Progress Report 2: Distant Reading 100 years of Archivio Veneto

Project Recap:

Our project involves conducting topic modelling on articles from the Archivio Veneto journal, with the aim of extracting interesting and meaningful information about the history of Venice. We also aim to develop a visualization interface in order to make it easier to understand our results.

Planned Progress by Week 6:

According to our project timeline by the end of week 6 we had planned to finish pre-processing the data source, and be half-way done with testing different TM Models. Additionally we also planned to finish the Python Visualization Platform, and have started to develop the JS Visualization platform.

Actual Progress by Week 6:

This month our focus was on algorithm development.

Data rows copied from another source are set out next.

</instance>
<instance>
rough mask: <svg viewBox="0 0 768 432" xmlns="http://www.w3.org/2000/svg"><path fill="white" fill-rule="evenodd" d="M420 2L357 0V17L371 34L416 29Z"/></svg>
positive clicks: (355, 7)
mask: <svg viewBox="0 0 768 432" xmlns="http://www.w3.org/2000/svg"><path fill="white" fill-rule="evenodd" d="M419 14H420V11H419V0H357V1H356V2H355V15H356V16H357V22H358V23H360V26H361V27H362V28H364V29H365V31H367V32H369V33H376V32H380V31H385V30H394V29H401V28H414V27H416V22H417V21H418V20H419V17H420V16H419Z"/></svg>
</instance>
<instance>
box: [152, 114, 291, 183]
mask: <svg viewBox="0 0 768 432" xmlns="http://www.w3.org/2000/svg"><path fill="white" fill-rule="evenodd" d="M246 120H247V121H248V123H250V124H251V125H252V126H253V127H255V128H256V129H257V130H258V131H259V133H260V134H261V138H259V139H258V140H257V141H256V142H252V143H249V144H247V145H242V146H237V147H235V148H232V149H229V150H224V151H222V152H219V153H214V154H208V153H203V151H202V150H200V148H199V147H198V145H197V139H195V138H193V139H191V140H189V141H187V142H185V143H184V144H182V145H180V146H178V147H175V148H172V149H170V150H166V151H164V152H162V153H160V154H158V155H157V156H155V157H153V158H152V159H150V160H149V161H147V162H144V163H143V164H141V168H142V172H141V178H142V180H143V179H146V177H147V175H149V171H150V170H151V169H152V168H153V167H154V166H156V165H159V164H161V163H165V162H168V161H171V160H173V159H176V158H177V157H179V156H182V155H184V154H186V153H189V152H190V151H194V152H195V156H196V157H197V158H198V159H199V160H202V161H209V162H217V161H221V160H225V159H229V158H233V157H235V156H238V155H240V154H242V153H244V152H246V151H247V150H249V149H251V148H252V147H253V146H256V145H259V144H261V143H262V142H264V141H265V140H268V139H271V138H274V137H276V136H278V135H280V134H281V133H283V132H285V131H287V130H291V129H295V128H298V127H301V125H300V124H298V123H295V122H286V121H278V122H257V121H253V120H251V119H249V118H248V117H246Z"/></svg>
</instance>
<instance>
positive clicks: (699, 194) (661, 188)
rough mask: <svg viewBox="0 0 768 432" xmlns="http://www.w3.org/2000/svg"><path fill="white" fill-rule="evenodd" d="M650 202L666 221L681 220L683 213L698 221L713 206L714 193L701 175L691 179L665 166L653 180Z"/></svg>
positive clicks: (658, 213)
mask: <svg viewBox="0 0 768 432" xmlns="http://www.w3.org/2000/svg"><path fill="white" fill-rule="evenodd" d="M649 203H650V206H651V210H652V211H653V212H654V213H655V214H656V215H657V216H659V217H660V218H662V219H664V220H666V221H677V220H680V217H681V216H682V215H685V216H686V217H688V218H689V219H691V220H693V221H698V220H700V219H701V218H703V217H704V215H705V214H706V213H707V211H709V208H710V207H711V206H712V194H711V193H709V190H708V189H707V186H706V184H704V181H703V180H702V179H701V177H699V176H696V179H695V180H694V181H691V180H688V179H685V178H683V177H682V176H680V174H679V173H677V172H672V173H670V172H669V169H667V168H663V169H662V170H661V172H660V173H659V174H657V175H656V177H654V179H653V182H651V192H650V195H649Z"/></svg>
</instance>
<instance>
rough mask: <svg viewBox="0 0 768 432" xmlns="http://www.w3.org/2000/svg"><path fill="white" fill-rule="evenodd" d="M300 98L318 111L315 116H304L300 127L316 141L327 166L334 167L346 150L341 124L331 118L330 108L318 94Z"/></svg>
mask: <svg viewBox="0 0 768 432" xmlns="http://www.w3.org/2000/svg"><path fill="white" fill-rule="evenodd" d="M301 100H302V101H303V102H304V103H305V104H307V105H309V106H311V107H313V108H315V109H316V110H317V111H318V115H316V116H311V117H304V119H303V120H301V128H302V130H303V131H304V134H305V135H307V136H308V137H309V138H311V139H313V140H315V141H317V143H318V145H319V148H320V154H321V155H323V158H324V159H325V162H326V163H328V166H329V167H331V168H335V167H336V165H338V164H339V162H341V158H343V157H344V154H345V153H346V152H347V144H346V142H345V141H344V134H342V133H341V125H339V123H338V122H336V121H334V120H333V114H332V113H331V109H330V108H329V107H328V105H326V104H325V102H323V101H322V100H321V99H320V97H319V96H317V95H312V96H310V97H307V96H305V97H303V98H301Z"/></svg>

As we had a suitable visualization platform for testing our results, we prioritized working on the algorithm, data processing and testing TM models.

Data Preprocessing
  • We saw last time that there were many punctuation included in topics even after we had punctuation removal in our pipeline. The reason for that which we found later was that the NLTK library has only ascii punctuation and our text had some punctuations in UTF encoding. Adding separate filter for that solved the problem.
  • In the dataset we could see many tokens which are just one character long as they can be possibly due to bad OCR output. We now filter out these too.
  • We used RDRPOSTagger for Part Of Speech Tagging and removed verbs ,determinants, articles. This step wasn’t big help as the above two step and step two mentioned below are also doing very similar task but just without a context.
Algorithm Development
  • We continued with LDA as our modelling algorithm and tried to improve the result on it.
  • We experimented with the filtering out the tokens which had frequency in the corpus more than a threshold. We varied this frequency threshold between 30% to 80% of corpus and saw that topics generated for the for lower threshold were better. We still need to validate the quality of the topic generated. By this experiment we saw the keeping of threshold low the topics generated were made up of more unique tokens.
  • We also experimented with varying the two essential parameters in LDA number of topics and number of words in the topic. Initially we didn’t have the formatted dataset with us so didn’t exactly know the number articles we had in the corpus. When tested with the new dataset which has this metadata and formed corpus of with varying number of articles in the corpus. We have to experiment more on these.
  • We also looked into the Hierarchical LDA where number of topics are learnt by the algorithm itself. But we need to experiment with it more as the number of topics generated were same as the number of articles given as the input.
The figure shows topic composition of first ten articles. The first number corresponds to the topic number and second is the the probability that the article contains that topic.
The figure shows topic composition of first ten articles. The first number corresponds to the topic number and second is the the probability that the article contains that topic.
  • This month we had a reduced focus on the visualization platform, nonetheless we were able to achieve some of our goals.
  • We are now able to generate the graphs by reading the data from a file, and no longer have to manually entered manually.
  • We deviated from the project plan, as we decided to post-pone the development of the JS Visualization Platform. THis is because we discovered that Plotly has a feature that enables us to generate HTML+JS files using Python. Since the results using this method were satisfactory, we focussed on algorithm development this month.

Project Timeline

Green = Complete, Brown = Yet to be done


Since our last progress report we have improved our pre-processing steps and have managed to acquire better results. We got the final dataset last week so we were able to run our experiments on a subset of it. From here on we plan to experiment with the entire dataset to generate the topics. We plan to expand our output to include topic frequencies per article and list of the articles corresponding to a particular topic. Lastly we would produce the visualisations for these results.